La Grèce est disposée à finaliser rapidement un accord de 1,2 milliard d’euros avec l’opérateur aéroportuaire allemand Fraport pour la gestion d’aéroports régionaux et à rouvrir le processus de privatisation du port du Pirée, a déclaré mardi un haut responsable de l’agence en charge des privatisations. Cette ouverture sur deux importantes opérations qui semblaient remises en cause depuis l’arrivée au pouvoir du Premier ministre Alexis Tsipras en janvier semble être une concession du gouvernement à ses créanciers internationaux avec lesquels il négocie le déblocage d’une tranche d’aide. Une annonce sur les aéroports régionaux pourrait intervenir avant le 15 mai.
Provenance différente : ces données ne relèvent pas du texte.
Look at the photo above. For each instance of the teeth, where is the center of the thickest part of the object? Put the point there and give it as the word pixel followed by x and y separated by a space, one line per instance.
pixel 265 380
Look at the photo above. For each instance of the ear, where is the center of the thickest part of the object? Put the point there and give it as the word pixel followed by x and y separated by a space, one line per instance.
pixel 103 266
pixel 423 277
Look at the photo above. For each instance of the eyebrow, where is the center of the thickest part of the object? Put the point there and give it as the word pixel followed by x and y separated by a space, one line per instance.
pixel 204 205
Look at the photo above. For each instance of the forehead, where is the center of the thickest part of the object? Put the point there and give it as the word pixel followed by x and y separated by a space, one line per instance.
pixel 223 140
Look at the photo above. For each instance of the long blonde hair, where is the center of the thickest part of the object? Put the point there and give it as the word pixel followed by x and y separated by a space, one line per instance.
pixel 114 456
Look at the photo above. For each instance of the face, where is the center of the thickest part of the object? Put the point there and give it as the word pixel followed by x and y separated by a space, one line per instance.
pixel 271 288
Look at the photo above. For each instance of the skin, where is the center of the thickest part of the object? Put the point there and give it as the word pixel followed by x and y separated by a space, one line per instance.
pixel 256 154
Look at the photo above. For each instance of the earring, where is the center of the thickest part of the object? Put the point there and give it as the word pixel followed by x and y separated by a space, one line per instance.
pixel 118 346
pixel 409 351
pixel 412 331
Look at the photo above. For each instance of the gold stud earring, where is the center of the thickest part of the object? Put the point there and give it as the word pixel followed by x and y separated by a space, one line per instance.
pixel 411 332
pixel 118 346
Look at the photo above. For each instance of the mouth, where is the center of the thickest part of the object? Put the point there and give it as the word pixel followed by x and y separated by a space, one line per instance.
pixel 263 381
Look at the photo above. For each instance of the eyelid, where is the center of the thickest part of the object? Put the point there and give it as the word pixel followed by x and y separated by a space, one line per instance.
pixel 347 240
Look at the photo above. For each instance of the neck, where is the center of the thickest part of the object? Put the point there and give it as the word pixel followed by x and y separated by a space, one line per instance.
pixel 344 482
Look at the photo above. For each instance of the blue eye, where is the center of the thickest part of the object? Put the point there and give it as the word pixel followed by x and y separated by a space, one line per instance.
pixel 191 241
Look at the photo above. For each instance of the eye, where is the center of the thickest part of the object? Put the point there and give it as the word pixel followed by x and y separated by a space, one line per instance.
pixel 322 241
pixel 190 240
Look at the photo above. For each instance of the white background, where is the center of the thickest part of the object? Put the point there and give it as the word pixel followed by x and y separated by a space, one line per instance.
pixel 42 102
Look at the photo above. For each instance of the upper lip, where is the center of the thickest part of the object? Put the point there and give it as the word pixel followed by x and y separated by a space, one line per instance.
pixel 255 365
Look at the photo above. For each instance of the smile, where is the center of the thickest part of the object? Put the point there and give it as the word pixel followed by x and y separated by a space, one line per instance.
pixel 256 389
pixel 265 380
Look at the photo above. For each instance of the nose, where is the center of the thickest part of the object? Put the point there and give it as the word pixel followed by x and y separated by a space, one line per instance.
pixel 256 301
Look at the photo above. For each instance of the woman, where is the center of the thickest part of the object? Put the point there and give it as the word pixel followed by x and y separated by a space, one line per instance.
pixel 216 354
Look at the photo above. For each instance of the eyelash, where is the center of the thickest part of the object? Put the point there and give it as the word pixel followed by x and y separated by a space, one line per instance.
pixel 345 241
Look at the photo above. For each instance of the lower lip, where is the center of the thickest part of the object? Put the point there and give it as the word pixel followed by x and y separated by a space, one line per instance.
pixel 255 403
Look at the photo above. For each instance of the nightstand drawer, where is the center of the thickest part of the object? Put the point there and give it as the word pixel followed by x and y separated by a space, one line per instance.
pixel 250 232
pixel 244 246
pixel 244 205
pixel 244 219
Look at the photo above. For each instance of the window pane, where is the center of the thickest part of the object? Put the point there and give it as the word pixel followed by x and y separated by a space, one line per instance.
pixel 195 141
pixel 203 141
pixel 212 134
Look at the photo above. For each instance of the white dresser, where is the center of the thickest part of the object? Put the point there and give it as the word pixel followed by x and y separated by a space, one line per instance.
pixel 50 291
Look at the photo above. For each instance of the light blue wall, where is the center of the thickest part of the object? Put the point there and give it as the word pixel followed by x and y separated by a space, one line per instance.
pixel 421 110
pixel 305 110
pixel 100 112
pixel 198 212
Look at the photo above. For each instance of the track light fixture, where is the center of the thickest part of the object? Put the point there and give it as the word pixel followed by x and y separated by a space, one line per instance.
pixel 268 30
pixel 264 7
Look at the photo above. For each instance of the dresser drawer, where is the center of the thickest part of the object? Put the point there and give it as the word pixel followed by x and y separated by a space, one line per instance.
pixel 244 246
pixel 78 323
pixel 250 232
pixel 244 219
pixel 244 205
La Grèce invitera par ailleurs dans les prochains jours des investisseurs présélectionnés à soumettre des offres contraignantes pour une participation de 51% dans le port du Pirée, avec une option pour porter leur participation à 67% dans un délai de cinq ans.
Le Fonds monétaire international (FMI) a récemment mis en garde contre la détérioration de la situation financière de la Grèce sans toutefois prôner un nouvel effacement partiel de la dette grecque, a déclaré mardi le ministre allemand des Finances, Wolfgang Schäuble devant l’association de la presse étrangère à Berlin. Le ministre répondait à un récent article du Financial Times selon lequel le représentant du FMI en Europe, Poul Thomsen, aurait déclaré lors de la dernière réunion de l’Eurogroupe en Lettonie que l'évolution des finances grecques nécessiterait un effacement partiel de la dette de la Grèce pour la rendre supportable. «Le FMI n’a évidemment pas tenu de tels propos», a déclaré Wolfgang Schäuble. Mais selon le ministre allemand, le représentant du FMI a clairement déclaré que les finances de la Grèce se détérioraient en raison d’une pause dans les réformes depuis les élections de janvier, qui ont porté au pouvoir le parti anti-austérité Syriza.